只好皱着眉,又去描旁侧毛巾图案下面那行较短的字。
指腹从纸上滑过时,忽然碰到一点细微的起伏。
程羽顿了顿。
好像不是文字上的,而是,在那幅“毛巾”的边缘。她指甲轻轻一刮,图案的一角竟微微翘了起来。
这是?贴纸?
猴子也凑过头来,睁圆了眼,看着她捏住那一角,趴在书面上,帮着往上一提。
先前还只是平面的图画,竟真的被从纸上揭了起来。
起先只是薄薄的一片,轻飘飘的,没什么阻力,可程羽把它往上提,一股阻力越来越明显,还好整张图案并不大,她只需要站起来,就能将它完全提起。
而就在图案离开书页的一瞬,阻力达到峰值,程羽清晰地听见“啵”的一声,手中的图案应声一闪,再一眨眼,竟有了真实的厚度,化作一条纤维和绒面都很清晰的真正的毛巾。

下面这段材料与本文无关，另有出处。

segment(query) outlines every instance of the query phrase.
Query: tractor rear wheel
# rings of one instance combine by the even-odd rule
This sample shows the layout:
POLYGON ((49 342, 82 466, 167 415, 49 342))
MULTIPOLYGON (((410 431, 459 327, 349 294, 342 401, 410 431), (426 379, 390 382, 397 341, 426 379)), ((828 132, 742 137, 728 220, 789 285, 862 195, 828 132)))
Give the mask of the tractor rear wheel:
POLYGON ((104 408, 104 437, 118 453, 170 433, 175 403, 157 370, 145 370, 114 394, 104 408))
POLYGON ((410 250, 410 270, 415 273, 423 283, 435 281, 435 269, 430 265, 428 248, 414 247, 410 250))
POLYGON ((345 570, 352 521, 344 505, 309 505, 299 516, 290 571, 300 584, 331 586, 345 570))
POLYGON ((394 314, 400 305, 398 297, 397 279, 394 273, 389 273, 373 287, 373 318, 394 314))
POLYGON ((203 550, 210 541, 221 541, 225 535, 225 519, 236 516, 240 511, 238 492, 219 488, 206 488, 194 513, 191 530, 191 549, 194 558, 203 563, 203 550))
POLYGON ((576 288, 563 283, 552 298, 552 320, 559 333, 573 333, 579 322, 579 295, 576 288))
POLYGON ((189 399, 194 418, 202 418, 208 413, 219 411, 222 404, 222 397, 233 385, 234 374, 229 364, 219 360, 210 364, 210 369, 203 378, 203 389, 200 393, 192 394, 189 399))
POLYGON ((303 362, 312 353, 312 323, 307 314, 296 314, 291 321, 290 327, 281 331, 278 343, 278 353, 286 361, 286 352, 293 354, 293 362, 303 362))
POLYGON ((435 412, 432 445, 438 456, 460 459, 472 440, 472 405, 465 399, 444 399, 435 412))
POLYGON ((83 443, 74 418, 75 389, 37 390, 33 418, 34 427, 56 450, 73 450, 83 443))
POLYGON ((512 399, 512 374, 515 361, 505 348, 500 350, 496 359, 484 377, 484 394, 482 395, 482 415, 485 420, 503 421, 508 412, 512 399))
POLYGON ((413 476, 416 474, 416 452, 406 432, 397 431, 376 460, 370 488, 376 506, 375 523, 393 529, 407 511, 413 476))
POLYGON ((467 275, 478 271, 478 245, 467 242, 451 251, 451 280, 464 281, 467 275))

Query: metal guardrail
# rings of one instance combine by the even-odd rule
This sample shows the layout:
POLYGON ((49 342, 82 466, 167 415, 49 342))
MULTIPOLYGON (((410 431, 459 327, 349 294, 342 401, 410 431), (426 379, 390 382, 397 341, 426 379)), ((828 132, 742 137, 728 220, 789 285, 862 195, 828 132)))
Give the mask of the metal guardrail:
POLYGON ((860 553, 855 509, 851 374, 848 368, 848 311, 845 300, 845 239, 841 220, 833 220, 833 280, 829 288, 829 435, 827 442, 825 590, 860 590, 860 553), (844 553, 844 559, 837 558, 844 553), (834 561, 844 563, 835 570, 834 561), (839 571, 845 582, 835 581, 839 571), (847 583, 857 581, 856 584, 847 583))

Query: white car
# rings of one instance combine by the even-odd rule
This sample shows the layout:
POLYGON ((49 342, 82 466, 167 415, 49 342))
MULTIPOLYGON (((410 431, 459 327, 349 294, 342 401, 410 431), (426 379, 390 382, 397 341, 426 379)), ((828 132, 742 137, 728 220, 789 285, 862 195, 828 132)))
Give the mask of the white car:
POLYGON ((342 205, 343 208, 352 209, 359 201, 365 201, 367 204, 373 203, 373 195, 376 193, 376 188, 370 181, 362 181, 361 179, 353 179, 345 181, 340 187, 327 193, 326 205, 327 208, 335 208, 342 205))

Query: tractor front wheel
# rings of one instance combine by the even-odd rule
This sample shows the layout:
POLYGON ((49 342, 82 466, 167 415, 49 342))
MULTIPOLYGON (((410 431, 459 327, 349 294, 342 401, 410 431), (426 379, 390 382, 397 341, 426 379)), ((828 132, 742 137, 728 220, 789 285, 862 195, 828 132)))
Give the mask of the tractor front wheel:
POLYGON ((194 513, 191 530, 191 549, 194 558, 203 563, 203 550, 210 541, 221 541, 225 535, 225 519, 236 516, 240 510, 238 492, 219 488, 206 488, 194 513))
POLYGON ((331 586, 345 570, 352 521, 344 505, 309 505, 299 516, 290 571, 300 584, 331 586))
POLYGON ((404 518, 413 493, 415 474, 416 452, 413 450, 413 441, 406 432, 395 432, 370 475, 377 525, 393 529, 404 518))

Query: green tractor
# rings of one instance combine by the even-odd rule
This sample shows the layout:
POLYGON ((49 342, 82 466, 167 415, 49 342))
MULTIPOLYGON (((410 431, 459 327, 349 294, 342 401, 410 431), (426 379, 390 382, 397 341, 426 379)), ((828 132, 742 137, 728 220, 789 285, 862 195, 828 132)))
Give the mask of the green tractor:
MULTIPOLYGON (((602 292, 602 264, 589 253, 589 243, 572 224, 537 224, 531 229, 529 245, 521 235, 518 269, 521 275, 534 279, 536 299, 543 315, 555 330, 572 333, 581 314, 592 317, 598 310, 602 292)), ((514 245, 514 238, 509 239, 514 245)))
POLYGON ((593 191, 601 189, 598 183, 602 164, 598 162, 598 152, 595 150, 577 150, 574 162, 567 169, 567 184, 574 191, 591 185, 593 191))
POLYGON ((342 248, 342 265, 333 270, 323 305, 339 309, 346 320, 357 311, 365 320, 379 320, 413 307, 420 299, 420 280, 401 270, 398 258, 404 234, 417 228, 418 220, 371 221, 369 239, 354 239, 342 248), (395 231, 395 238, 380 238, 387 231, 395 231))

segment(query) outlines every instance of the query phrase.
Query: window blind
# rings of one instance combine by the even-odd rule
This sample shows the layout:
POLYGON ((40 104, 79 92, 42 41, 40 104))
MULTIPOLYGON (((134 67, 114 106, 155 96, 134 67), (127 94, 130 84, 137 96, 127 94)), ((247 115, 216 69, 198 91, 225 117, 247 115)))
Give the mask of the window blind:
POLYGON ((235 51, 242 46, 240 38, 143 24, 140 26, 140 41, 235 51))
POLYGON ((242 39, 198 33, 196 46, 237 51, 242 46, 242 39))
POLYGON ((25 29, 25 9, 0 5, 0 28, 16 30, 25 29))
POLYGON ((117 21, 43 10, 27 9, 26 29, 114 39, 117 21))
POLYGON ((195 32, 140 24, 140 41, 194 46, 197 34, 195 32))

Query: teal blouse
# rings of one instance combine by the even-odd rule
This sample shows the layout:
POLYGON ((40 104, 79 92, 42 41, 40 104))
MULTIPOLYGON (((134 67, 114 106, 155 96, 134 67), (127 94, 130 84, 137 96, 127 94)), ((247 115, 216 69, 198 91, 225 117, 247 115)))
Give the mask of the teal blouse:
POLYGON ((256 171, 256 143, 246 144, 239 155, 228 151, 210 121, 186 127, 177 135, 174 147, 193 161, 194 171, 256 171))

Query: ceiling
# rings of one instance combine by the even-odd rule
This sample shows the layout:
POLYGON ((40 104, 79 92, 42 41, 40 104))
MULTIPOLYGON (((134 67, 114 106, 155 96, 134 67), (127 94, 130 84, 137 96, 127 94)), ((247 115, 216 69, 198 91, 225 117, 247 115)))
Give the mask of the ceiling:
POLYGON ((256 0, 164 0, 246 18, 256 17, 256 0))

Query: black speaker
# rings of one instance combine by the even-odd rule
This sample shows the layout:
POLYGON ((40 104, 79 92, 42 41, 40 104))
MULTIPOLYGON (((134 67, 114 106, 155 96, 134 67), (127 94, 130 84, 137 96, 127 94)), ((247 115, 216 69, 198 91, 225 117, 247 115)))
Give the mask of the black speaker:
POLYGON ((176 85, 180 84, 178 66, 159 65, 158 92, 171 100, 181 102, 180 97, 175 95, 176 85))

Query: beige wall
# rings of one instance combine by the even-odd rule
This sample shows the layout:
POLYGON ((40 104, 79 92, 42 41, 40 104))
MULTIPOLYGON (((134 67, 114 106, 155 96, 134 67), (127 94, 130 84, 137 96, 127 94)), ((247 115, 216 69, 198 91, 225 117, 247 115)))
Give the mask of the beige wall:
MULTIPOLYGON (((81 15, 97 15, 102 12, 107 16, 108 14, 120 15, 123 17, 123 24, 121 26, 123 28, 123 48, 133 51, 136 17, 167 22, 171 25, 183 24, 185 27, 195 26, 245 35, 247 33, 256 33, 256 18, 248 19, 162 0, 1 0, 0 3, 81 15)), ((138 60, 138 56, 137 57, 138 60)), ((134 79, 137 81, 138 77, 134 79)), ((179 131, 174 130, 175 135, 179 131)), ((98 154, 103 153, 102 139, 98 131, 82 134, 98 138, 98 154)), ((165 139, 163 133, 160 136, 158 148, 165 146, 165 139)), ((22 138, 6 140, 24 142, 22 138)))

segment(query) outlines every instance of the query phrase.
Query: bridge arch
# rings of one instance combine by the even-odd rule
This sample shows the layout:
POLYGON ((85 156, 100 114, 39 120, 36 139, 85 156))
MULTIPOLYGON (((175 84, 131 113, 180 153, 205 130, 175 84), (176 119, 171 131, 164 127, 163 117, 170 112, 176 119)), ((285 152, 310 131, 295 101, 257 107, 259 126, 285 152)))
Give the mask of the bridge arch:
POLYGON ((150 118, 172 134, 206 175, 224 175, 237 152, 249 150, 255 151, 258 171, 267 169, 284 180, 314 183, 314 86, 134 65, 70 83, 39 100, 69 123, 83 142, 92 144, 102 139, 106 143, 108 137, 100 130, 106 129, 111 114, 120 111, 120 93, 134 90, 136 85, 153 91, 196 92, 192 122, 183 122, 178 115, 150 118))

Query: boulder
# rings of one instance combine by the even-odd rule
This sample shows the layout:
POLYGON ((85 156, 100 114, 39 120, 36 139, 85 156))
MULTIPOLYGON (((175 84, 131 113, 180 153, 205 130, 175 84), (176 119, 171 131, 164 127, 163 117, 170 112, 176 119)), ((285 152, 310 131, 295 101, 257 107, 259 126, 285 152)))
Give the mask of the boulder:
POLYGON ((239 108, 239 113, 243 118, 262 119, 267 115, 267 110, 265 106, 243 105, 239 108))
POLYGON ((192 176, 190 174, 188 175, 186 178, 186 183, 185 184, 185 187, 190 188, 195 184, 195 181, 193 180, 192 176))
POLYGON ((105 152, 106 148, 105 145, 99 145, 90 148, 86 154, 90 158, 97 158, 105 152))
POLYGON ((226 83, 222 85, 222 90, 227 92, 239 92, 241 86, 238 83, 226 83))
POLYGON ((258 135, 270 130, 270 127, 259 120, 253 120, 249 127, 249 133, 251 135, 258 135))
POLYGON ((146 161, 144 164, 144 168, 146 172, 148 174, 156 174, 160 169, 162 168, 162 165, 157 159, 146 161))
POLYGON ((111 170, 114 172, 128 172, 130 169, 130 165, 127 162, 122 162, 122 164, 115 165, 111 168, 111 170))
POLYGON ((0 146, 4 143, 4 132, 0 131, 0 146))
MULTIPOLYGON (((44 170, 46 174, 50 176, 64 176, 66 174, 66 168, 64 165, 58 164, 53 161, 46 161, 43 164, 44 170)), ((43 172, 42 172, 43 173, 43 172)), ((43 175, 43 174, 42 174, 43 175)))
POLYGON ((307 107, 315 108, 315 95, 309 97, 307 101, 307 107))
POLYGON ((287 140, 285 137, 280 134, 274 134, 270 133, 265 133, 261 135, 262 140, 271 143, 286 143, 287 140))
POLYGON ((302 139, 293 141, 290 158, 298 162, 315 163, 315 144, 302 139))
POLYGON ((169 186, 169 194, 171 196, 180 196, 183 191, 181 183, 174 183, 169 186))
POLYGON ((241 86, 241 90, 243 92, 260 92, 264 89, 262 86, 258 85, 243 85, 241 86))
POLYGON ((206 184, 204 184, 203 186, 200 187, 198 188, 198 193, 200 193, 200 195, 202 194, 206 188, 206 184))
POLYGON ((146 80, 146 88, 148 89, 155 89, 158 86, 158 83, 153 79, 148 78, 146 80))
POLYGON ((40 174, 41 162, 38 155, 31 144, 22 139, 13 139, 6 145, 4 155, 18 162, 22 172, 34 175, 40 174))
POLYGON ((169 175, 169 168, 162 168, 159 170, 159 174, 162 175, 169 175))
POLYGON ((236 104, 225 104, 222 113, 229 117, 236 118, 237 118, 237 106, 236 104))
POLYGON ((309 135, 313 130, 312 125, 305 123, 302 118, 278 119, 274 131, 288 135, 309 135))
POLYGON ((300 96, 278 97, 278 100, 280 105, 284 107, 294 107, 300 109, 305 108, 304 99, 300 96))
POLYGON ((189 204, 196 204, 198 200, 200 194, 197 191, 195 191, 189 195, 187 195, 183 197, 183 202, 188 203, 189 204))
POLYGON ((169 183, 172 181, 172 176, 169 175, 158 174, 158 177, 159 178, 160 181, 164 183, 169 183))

程羽没来得及捞住它,这毛巾只在空中停留了短暂的一瞬,就因为重力重新落回书面,又变成了二维平面的一张贴纸,形态与之前并无不同。
实在有些奇妙。
程羽仅仅踟蹰了一下,再次蹲下身,双手捏住图片边缘,往上用力一撕!
这次她没失手,一条货真价实的柔软毛巾搭在她胳膊肘上,尺寸不能说太大太小,只能说,量身定制,刚刚好。